Efficacité du désherbage maïs : un enjeu de rendement direct
Le maïs est une culture à fort écartement et à installation lente : les adventices y trouvent lumière et espace pendant plusieurs semaines. La concurrence s'exerce dès le semis et se poursuit jusqu'à ce que la végétation recouvre l'inter-rang, vers le stade 12 feuilles, rappelle Arvalis.
Les chiffres mesurent l'enjeu. Dans les témoins non traités des essais Arvalis, les pertes de rendement représentent 20 à 80 % selon les situations. En maïs fourrage, une densité de 20 chénopodes par m² réduit à elle seule le tonnage de matière sèche de 15 %. S'y ajoute la toxicité de certaines espèces, mercuriale ou datura, qui rend le fourrage impropre à la consommation des animaux.

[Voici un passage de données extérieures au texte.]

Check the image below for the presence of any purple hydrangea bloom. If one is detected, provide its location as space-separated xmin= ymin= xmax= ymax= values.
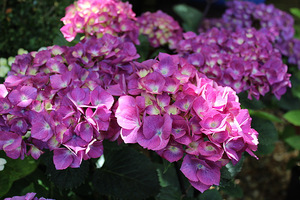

Un désherbage réussi protège aussi les campagnes suivantes : une seule année de relâchement reconstitue le stock grainier de la parcelle et complique le désherbage des cultures qui suivent. D'où l'intérêt de bâtir des stratégies qui tiennent sur plusieurs campagnes, pas seulement sur l'année en cours.
Le programme avant le produit
L'efficacité se joue d'abord dans l'architecture du programme, adaptée à la dynamique des levées. Les essais Arvalis donnent deux repères :
· sur flore à dominante de graminées, un herbicide racinaire appliqué avant la levée des adventices obtient un désherbage satisfaisant dans plus de 90 % des situations ;
· sur cortège diversifié de dicotylédones, classiques ou difficiles, une double intervention après la levée donne les meilleurs résultats.
Le positionnement s'ajuste ensuite au contexte. Sur semis précoces, Arvalis recommande de décaler le racinaire de la pré-levée vers la post-levée précoce, à 2 feuilles du maïs, pour gagner en rémanence sur la fin de période de levée des adventices. Et d'un passage à l'autre, les modes d'action s'alternent pour prévenir l'apparition d'adventices résistantes.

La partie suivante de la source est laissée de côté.